Without intestinal flora, humans cannot break down the polysaccharides in their diet, which are one of the main sources of energy for the brain. Indeed, intestinal bacteria contain enzymes known to "break down" the polysaccharides, which are polymers made up of sugars. They are essential because the human genome is not endowed with such enzymes.

Two research teams working at the Station Biologique in Roscoff (CNRS / UPMC) have been investigating  the porphyranase, an enzyme that breaks down polysaccharides but whose true activity was previously unsuspected. Scientists have thus discovered that porphyranase breaks down a highly specific molecule:  the porphyran, and not another substrate, as had previously been assumed.

Porphyran is a polysaccharide, one of the components in the walls of red-colored algae called Porphyra. These algae are used to prepare the "well-known" sushi. According to historical documents, this alga has been consumed for many generations by the Japanese. Of considerable cultural importance in Japan, it has sometimes served as a gift or to pay certain taxes.

The researchers then demonstrated the process of recognition between the enzyme (porphyranase) and its substrate (porphyran). They were able to identify the "signature" of the sequence involved in this recognition (the specific site on the the enzyme to which the reagent binds). As expected, this novel enzymatic activity was detected in marine bacteria. Further investigations led the scientists to compare genomic data regarding the gut flora of 13 Japanese individuals and 18 North Americans. They thus discovered that porphyranase was also present in the gut flora of the Japanese (but not in that of the North Americans).

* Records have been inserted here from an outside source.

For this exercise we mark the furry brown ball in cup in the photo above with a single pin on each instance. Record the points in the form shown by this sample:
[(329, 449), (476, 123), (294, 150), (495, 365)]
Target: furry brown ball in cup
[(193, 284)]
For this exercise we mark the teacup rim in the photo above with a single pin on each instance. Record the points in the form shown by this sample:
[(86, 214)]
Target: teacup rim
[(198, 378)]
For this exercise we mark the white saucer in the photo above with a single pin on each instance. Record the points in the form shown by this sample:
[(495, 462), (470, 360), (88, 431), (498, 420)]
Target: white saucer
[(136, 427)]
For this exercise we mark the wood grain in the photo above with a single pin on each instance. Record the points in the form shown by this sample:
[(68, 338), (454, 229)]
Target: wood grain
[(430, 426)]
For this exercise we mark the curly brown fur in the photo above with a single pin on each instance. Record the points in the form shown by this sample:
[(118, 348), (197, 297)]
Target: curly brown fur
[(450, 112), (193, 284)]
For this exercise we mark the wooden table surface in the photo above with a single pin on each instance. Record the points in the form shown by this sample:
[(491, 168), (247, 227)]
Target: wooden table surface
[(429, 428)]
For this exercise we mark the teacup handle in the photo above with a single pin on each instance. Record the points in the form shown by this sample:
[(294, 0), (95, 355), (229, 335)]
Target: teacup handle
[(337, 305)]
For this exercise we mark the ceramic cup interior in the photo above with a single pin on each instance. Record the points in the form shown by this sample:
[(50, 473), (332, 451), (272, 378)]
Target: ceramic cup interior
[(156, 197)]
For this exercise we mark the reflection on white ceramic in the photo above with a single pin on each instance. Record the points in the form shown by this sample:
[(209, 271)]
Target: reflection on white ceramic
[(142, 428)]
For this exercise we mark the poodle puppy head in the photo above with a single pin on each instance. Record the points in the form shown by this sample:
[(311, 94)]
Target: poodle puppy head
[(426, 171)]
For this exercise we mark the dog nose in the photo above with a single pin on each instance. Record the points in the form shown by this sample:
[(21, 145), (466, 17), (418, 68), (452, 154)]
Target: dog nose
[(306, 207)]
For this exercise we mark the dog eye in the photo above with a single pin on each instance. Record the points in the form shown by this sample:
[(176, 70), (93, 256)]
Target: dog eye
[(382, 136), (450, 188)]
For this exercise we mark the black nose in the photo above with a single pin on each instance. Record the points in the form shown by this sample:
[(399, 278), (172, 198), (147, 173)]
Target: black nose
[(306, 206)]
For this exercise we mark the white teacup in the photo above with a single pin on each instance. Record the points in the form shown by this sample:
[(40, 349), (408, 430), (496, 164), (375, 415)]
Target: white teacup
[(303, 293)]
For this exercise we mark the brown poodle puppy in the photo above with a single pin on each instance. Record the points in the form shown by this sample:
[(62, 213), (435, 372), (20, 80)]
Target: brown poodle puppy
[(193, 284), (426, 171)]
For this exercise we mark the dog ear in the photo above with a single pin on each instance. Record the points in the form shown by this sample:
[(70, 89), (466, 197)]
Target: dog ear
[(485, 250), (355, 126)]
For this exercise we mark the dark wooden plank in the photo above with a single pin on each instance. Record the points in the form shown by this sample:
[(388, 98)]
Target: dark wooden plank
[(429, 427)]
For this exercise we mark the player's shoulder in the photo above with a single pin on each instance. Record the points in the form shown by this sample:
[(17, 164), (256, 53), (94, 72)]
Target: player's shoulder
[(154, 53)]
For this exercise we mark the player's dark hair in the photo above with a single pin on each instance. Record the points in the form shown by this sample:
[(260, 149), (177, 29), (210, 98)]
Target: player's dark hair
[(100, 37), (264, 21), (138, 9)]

The scientists suppose that the presence of the enzyme in the gut flora of the Japanese is directly linked to their dietary habits. As major consumers of Porphyra for several centuries, the Japanese have thus been in contact with the marine bacteria that contain the porphyranases via their diet. Mirjam Czjzek and her team presume that a transfer of genes from marine bacteria to intestinal bacteria must have allowed the micorbiota of the Japanese to accept the "machinery" required to break down the polysaccharides in Porphyra algae. These findings suggest that food associated with marine bacteria may constitute a mean for the human intestinal flora to acquire new enzymes, which may, among other factors, explain their diversity.

 

Source

Transfer of carbohydrate-active enzymes from marine bacteria to Japanese gut microbiota. Jan-Hendrik Hehemann, Gaëlle Correc, Tristan Barbeyron, William Helbert, Mirjam Czjzek & Gurvan Michel. Nature. 8 avril 2010.